Automated System Monitoring Failures Lead to $1 Million FINRA Fine
Automated System Monitoring Failures Lead to $1 Million FINRA Fine
FINRA’s recent settlement with member Velocity Clearing, LLC spotlights supervisory priorities, serving as another reminder that even amid shifting SEC priorities and resource allocation, FINRA continues to impose significant fines for supervisory deficiencies.

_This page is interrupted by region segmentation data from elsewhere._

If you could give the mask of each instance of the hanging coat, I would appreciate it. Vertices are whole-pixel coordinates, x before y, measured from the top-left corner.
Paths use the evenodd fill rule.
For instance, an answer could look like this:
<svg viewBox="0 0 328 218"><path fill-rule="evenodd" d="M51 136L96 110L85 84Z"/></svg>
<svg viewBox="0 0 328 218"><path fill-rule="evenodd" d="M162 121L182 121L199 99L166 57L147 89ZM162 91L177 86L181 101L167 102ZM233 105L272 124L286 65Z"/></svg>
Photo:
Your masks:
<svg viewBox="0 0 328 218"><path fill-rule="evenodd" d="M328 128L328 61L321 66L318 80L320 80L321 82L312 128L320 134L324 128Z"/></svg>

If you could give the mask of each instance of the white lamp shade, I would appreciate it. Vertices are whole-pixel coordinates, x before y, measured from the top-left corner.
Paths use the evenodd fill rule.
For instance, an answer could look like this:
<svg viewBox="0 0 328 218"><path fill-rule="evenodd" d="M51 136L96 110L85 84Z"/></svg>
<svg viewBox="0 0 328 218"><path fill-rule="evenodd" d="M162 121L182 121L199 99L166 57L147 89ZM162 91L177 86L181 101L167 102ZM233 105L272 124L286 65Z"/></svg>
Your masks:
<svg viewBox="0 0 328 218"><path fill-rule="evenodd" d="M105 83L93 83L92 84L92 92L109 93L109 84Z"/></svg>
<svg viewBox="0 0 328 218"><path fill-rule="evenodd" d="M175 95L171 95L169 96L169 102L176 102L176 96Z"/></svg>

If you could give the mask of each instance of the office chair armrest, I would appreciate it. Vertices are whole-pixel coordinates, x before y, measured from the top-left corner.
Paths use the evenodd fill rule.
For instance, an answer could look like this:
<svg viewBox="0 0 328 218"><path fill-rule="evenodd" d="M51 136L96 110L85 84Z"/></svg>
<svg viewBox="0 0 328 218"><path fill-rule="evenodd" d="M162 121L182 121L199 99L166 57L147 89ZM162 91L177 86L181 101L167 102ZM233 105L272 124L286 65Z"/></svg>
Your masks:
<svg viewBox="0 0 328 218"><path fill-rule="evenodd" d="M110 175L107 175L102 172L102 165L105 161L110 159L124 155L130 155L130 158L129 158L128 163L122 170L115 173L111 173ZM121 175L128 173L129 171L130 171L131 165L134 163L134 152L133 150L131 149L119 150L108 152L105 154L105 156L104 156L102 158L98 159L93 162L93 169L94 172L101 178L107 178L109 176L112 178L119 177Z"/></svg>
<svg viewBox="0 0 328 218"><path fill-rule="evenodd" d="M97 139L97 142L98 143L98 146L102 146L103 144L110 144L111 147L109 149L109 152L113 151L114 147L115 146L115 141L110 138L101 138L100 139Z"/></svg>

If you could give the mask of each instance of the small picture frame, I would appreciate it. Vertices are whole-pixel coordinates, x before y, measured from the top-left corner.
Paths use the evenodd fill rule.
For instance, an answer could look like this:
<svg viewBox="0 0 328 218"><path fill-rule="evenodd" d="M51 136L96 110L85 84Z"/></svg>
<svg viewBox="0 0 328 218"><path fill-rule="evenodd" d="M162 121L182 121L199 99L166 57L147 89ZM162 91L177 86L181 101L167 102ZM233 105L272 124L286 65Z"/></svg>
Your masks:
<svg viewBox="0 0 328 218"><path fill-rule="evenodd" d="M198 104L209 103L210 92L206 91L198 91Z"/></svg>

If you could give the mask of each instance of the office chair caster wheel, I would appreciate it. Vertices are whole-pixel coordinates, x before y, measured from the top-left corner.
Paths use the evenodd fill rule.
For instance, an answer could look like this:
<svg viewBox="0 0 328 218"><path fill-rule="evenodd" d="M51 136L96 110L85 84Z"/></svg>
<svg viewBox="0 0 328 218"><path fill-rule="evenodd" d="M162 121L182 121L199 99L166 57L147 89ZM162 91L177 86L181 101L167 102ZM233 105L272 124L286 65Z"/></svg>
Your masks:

On September 30, 2025, FINRA issued a Letter of Acceptance, Waiver, and Consent (“AWC”) to Velocity Clearing, LLC (“Velocity”), a broker-dealer, finding violations of Rules 3110 (adequate supervisory systems) and 2010 (high standards of commercial honor) from December 2019 to the present. FINRA determined that Velocity failed to establish, maintain, and enforce supervisory systems and written supervisory procedures reasonably designed to detect manipulative trading by customers. The settlement imposes a censure, a $1,000,000 fine (with $81,056 payable to FINRA and the remainder to a set of U.S. equities exchanges), and a requirement to engage an independent consultant to improve Velocity’s policies and procedures.
FINRA found Velocity’s supervisory procedures were inadequate. Velocity’s written supervisory procedures required the firm to monitor for fraudulent devices or schemes but did not specify what factors reviewers should consider, whether to assess patterns over time, how to document dispositions, or when or how to escalate alerts for a principal’s second‑level review. As a result of these failures, FINRA found the supervisory program was not “reasonably designed” to achieve compliance with applicable securities laws and regulations, and with applicable FINRA rules under Rule 3110.
Principally, FINRA determined that Velocity failed to adequately configure its automated compliance systems. From December 2019 through December 2022, the firm failed to enable its vendor system’s prearranged‑trading surveillance—even after receiving peer inquiries concerning more than 40 customers. FINRA alleged that when that module eventually was turned on, it promptly generated more than 10,000 alerts, which the firm never reviewed.
At other times, Velocity’s system generated nearly 150,000 alerts for potentially manipulative activity (including cross trades, spoofing, layering, and wash trading) by its customers. FINRA found the firm closed more than 147,000 of those alerts (98%) without any investigation, with approximately one‑third closed on the same day the alert was generated. FINRA observed that the firm’s staff sometimes closed hundreds or thousands of alerts in a single day without appearing to conduct any review or escalation, and there was no supervisory review of the alerts or the process for clearing the alerts after closure. Some alerts were never addressed.
FINRA noted that inadequate staffing and training compounded the problem. For part of the period, a single associated person—with other duties—handled alert review; later, the firm added compliance staff, but FINRA found staffing was still inadequate and noted no written guidance or training was provided. The combination of volume, staffing, and training gaps prevented reasonable reviews and follow‑up. FINRA found that these failures violated Rule 3110, which states that “[f]inal responsibility for proper supervision shall rest with the member . . . ” and requires that supervisory system provide, at a minimum, in part reasonable efforts to determine that all supervisory personnel are qualified, either by virtue of experience or training, to carry out their assigned responsibilities.
In July 2023, Velocity replaced its surveillance platform. The new system produced approximately 15.2 million alerts (including for layering, spoofing, and wash trading). The firm closed nearly all without investigation, and as of early 2025, over 5.2 million alerts remained unreviewed. FINRA concluded that the supervisory failings persisted despite the platform change, viewing Velocity as a recidivist.
FINRA expects surveillance systems to operate effectively, with proper configuration, adequate staffing, and active oversight. Failures such as disabled functions, mass alert closures, or persistent alert backlogs may evidence violations of Rules 3110 and 2010. Firms that lack tailored written supervisory procedures, alert escalation processes, or adequate alert review capacity risk substantial penalties and the imposition of independent consultants in FINRA enforcement actions.